Tecniche di UI automation
Interazione con le interfacce grafiche
Il meccanismo tecnico che distingue l'RPA dall'integrazione applicativa tradizionale è la capacità di interagire con le applicazioni attraverso le loro interfacce utente. Questa interazione si realizza attraverso tre strategie principali, ciascuna con compromessi specifici in termini di affidabilità, performance e manutenibilità [2, 9].
La prima strategia è il selector-based automation, in cui il bot identifica gli elementi dell'interfaccia grafica attraverso attributi strutturali, identificatori univoci, classi CSS, proprietà di accessibilità, posizione nell'albero DOM per applicazioni web, o attributi UI Automation per applicazioni Windows. Questa tecnica è la più robusta: finché gli attributi strutturali rimangono stabili, il bot funziona indipendentemente da variazioni di layout, risoluzione dello schermo o tema grafico. I framework di UI Automation di Microsoft e la tecnologia Apple Accessibility forniscono API native per l'enumerazione e la manipolazione degli elementi di interfaccia, consentendo al bot di leggere valori, impostare testo, attivare pulsanti e navigare tra controlli senza simulare input fisici del mouse o della tastiera [9].
La seconda strategia è lo screen scraping basato su OCR (Optical Character Recognition), utilizzato quando l'applicazione target non espone un albero di accessibilità strutturato, tipicamente applicazioni legacy basate su terminale, applicazioni Citrix/Remote Desktop, o ambienti virtualizzati dove il bot ha accesso solo alla resa visiva dell'interfaccia. In questo scenario, il bot cattura screenshot dell'interfaccia e applica algoritmi OCR per estrarre il testo visibile, combinandoli con template matching per identificare la posizione di elementi grafici noti. La fragilità di questo approccio è significativa: variazioni di font, risoluzione, anti-aliasing o tema grafico possono compromettere il riconoscimento, e la performance è ordini di grandezza inferiore rispetto all'accesso diretto all'albero di accessibilità [2].
La terza strategia è la computer vision-based automation, un approccio più recente che utilizza modelli di deep learning per identificare elementi dell'interfaccia a partire dalla resa visiva, indipendentemente dalla tecnologia sottostante. UiPath ha introdotto Computer Vision come componente della propria piattaforma, impiegando reti neurali addestrate su dataset di screenshot annotati per riconoscere pulsanti, campi di testo, checkbox e altri elementi di interfaccia con una precisione che si avvicina a quella dell'accesso strutturale [7]. Questo approccio rappresenta un compromesso tra la robustezza del selector-based automation e la generalità dello screen scraping, ed è particolarmente rilevante per l'automazione di applicazioni eterogenee in ambienti virtualizzati.

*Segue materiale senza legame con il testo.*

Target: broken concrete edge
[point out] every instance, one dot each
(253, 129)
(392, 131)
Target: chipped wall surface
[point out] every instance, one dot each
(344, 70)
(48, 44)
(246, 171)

API vs. GUI: il trade-off fondamentale
Un tema ricorrente nella letteratura è il confronto tra l'automazione basata su interfaccia grafica (GUI) e quella basata su API. Hofmann, Jost e Zerbato [10] hanno dimostrato empiricamente che i bot RPA che utilizzano API sono, in alcuni casi, fino a dieci volte più veloci rispetto ai corrispondenti bot basati su GUI, con vantaggi aggiuntivi in termini di affidabilità e manutenibilità. L'API elimina la dipendenza dalla resa visiva dell'interfaccia, riduce la superficie di errore legata a variazioni dell'UI e consente l'elaborazione di volumi superiori per unità di tempo.
Tuttavia, il ricorso alle API non è sempre possibile. Molte applicazioni enterprise, in particolare sistemi legacy, ERP con interfacce proprietarie e applicazioni mainframe, non espongono API documentate o sufficientemente granulari. In questi contesti, l'RPA basata su GUI rappresenta l'unica strategia praticabile per l'automazione senza modifica del sistema sorgente, configurandosi come un bridge tecnologico temporaneo in attesa della modernizzazione dell'applicazione [8, 10]. La raccomandazione architetturale emergente è un approccio ibrido: utilizzare API dove disponibili e ricorrere alla UI automation solo per le interazioni con sistemi che non offrono alternative programmatiche.
Process recording e scoperta automatica dei processi
Dal task mining al Robotic Process Mining
La creazione di automazioni RPA richiede tradizionalmente un'analisi manuale del processo da automatizzare: un analista osserva gli operatori, documenta le sequenze di azioni e traduce questa conoscenza in un workflow eseguibile dal bot. Questo approccio presenta colli di bottiglia significativi in termini di tempo, costo e accuratezza, la documentazione manuale è soggetta a omissioni, semplificazioni e bias dell'osservatore [11].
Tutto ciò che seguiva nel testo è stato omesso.